Buy Cryptocurrency With BTC – Just Do It

There are many payment methods available on the cryptocurrency market and fiat on-ramps are among the most popular. The multitude of investment apps on the market make it easy for users to open up wallets and start making transactions using their bank accounts. The verification process on many such applications involves the application of Know Your Customer procedures that require users to disclose their identities. This is a necessary measure required by international legal oversight authorities for making sure that no illegal actions or transactions are made using cryptocurrencies.

The advent of such platforms was spurred by the need to convert USD to cryptocurrencies, namely – Bitcoin. But as traders started realizing the potential of other cryptocurrencies, it quickly became clear that internal exchange mechanisms were essential. In order to trade Bitcoin for other cryptocurrencies, exchanges started developing swap mechanisms that would allow users to exchange their available Bitcoins for newly released tokens and altcoins. Though the soundness of such swaps was dubious in those times, because no one believed in the potential of Bitcoin to grow beyond the $10,000 mark, the coin Ether quickly became an alternative source of funding within ICO projects alongside the USD.
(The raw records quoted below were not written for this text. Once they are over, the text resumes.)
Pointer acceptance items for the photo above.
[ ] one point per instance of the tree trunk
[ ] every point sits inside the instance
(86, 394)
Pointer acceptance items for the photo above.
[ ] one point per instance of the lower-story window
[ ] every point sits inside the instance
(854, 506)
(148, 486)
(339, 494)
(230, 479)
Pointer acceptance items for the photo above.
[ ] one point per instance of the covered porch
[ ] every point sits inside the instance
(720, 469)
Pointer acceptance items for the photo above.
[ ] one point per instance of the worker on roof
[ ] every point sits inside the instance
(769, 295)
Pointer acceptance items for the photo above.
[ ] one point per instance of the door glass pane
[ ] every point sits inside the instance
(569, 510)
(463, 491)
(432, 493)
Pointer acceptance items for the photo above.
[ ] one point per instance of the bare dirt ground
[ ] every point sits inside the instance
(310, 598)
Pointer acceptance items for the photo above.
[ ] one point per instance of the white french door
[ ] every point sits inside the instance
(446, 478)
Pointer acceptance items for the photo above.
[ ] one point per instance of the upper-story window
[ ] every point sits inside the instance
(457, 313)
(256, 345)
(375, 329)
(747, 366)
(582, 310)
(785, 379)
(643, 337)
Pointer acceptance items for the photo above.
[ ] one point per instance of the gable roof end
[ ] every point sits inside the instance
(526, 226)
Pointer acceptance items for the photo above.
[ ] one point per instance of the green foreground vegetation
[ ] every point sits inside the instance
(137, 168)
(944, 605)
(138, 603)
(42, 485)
By following a few easy steps, users can access a great variety of app ecosystems and start making trades that can propel them into cryptocurrency space. Users can pay with Bitcoin for any number of cryptocurrencies, considering their price and the price of the underlying asset. With Bitcoin losing value in light of the slew of scandals and shocks suffered by the cryptocurrency industry, many traders are migrating back into the commodities market, while others are thinking which wallet best suits their future needs in decentralized space – custodial or non-custodial.

Some investors fear losing their Bitcoins and the value the latter could generate. But they often forget that the cryptocurrency market is in perpetual motion and the dynamics of prices are so unpredictable that diversification is the key. Holding a portfolio of multiple assets is the best way of hedging risks and watching alternative assets grow in price, while investing them into various decentralized finance venues and liquidity pools that generate passive income.

The idea of using BTC within decentralized space has also been growing with the advent of the metaverse environment, which encourages users to migrate into digital economic realities. The true applications of cryptocurrencies can be explored only within such a setting, given the fact that Web3 foresees a complete detachment from physical space in favor of virtual reality. But it would be naïve to think that fiat will cease to act as a major source of liquidity in Web3, since new users entering the space will still need to purchase their first cryptocurrencies using some kind of currency.

It is highly unlikely that Bitcoin will be handed out like candy in metaverses, only some tokens may be used for such purposes as user incentives. But the reality remains that Bitcoin is still a force to be reckoned with, one that will retain its value and investment attractiveness for many years to come.

Key Takeaways

The world is rapidly moving towards a digitized form of economic interaction, one in which cryptocurrencies will be playing an increasingly pivotal role. The use of digital assets as a means of payment can best be described as the migration of liquidity within a digital environment, one in which Bitcoin may be playing the role of a reserve currency. However, considering the current dynamics of the asset, many investors are likely to diversify their digital asset portfolios at the expense of Bitcoin to have more opportunities of entering new coins and watching them generate yields.